A non-disclosure agreement is a form used for safeguarding a company’s proprietary information that is both valuable and generally unknown to the public. The person or company receiving information is bound from disclosing it to any third parties unless explicitly permitted in the contract. Typically, an NDA will expire after a certain period of time, such as one (1) to three (3) years. The most popular use of the form is when hiring an employee.

A non-disclosure agreement can be drafted in three different ways to form the following types of relationships:

  1. Unilateral (“One-way”) – One party shares the information (the disclosing party), and another gains knowledge of it (the receiving party).
  2. Mutual (“Two-way”) – Both parties are required to keep information shared between each other under wraps.
  3. Multilateral – The sharing of confidential information when there are more than two (2) parties involved in the NDA.


Download: PDF (with sample data) | PDF (blank)

How to Write

Download: PDF, Word (.docx), OpenDocument

If the contract will be mutual (both parties providing info to each other), it does not matter who completes the document. If it will be unilateral, the disclosing party should draft the form in its entirety.

Step 1 – Party Info

At the top of the contract, enter the date on which the document is being completed (day, month, and year). Next, write the full legal names of the person(s) or business(es). If a unilateral form, “1st Party” should be the one sharing the knowledge. If mutual, it can be either party.

Step 2 – Agreement Type

Check one of the two (2) options provided. “Unilateral” should be checked if only one party will be gaining knowledge of the confidential information, and one party sharing it. Otherwise, “Mutual” should be selected.

Step 3 – Party Relationship

Here the parties can list their relationship with one another. For example, if the “1st Party” is the employer of the “2nd Party,”  the first field will contain the word “employer” and the second field would say “employee.”

Step 4 – Obligation to Return Info

If at any time or for any reason the disclosing party (or both parties, if applicable) wishes to have the other party return said shared materials, the other party is required to comply. Write the number (#) of days either party has to fully comply with said request.

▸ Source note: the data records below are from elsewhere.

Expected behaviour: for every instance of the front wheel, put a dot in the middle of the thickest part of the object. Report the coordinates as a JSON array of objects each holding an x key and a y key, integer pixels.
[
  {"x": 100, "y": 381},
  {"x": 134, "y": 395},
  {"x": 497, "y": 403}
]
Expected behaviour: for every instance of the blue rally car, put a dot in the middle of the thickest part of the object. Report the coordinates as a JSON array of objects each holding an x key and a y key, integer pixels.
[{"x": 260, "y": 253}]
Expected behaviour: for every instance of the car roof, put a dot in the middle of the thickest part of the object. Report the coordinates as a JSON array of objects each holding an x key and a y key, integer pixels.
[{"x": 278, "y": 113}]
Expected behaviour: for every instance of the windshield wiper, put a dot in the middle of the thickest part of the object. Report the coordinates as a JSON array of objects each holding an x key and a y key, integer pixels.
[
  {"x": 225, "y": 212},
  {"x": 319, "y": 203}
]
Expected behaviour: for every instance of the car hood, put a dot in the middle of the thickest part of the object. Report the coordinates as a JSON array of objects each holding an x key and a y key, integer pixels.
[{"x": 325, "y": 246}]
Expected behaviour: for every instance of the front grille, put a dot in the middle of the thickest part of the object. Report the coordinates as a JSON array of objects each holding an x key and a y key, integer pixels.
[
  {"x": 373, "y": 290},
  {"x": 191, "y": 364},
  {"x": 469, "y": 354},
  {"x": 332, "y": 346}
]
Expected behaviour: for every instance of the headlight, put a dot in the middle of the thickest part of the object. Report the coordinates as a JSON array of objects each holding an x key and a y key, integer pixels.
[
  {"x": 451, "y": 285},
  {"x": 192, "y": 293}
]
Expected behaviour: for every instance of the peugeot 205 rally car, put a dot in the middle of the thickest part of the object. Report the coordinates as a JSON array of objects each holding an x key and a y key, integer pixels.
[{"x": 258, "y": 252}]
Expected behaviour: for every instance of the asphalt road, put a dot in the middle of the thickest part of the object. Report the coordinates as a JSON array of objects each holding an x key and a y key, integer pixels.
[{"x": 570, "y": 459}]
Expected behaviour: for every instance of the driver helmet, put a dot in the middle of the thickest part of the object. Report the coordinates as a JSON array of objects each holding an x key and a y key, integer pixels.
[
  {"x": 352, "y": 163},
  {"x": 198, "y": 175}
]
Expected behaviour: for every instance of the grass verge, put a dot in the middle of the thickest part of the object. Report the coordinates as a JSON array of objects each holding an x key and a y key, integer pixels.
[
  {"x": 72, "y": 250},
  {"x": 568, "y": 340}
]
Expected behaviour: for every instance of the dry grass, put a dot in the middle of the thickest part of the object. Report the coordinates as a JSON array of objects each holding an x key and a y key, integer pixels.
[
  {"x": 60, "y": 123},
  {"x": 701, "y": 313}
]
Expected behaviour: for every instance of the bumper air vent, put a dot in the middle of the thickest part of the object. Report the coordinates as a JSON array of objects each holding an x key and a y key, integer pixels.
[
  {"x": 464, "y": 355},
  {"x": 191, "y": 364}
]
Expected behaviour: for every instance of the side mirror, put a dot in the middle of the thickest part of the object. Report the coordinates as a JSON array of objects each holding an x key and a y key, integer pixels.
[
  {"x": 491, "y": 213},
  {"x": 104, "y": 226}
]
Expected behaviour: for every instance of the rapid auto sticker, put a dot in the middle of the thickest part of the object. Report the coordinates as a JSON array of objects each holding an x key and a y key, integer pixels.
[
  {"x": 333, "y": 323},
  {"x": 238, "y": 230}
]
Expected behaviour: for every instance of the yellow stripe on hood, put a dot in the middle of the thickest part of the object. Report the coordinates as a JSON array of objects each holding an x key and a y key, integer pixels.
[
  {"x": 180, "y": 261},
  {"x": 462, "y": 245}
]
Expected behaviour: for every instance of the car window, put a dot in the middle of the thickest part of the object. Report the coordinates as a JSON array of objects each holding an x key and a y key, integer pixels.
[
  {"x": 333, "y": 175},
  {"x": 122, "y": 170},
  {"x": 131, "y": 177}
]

Step 5 – Governing Law (State)

Each state has its own statutes pertaining to trade secrets. Enter the name of the state in which information will be shared.

Step 6 – Signatures

At a minimum, the 1st and 2nd parties need to sign the NDA. However, they can utilize witnesses and/or a notary public to prove both parties willingly signed the form (and understood what they were signing). If witnesses are used, they should be unrelated to both parties.

Step 7 – Notarization

The last page is reserved for the Notary Public (if applicable). Notarization can be done online (through eSign) or in-person (visit a financial institution, law firm, library, etc.). Keep the certificate of acknowledgment page attached to the document even if it is not used, as the markings at the bottom of the document state there are four (4) pages total, and a missing page can cause the court system to question the validity of the contract.

Frequently Asked Questions

What's the difference between a confidentiality agreement and a non-disclosure agreement?

None. The only difference between these two forms is the title. They both serve the same purpose, which is to contain and keep private information secure between two or more parties.

Can you get around a non-disclosure agreement?

If an NDA is completed and signed (in writing, not verbally), and is not overly broad in the requirements it holds to the recipient, one cannot just “get around” the agreement. If legally broken, the party at fault could be liable to damages from the other party.

Do non-disclosure agreements hold up in court?

A non-disclosure agreement is legally binding and enforceable, which means that the agreement will absolutely hold up in court if deemed valid.

How can you sign an NDA?

An NDA can be signed with a digital signature (via eSign) or by printing the document and having all parties sign by hand.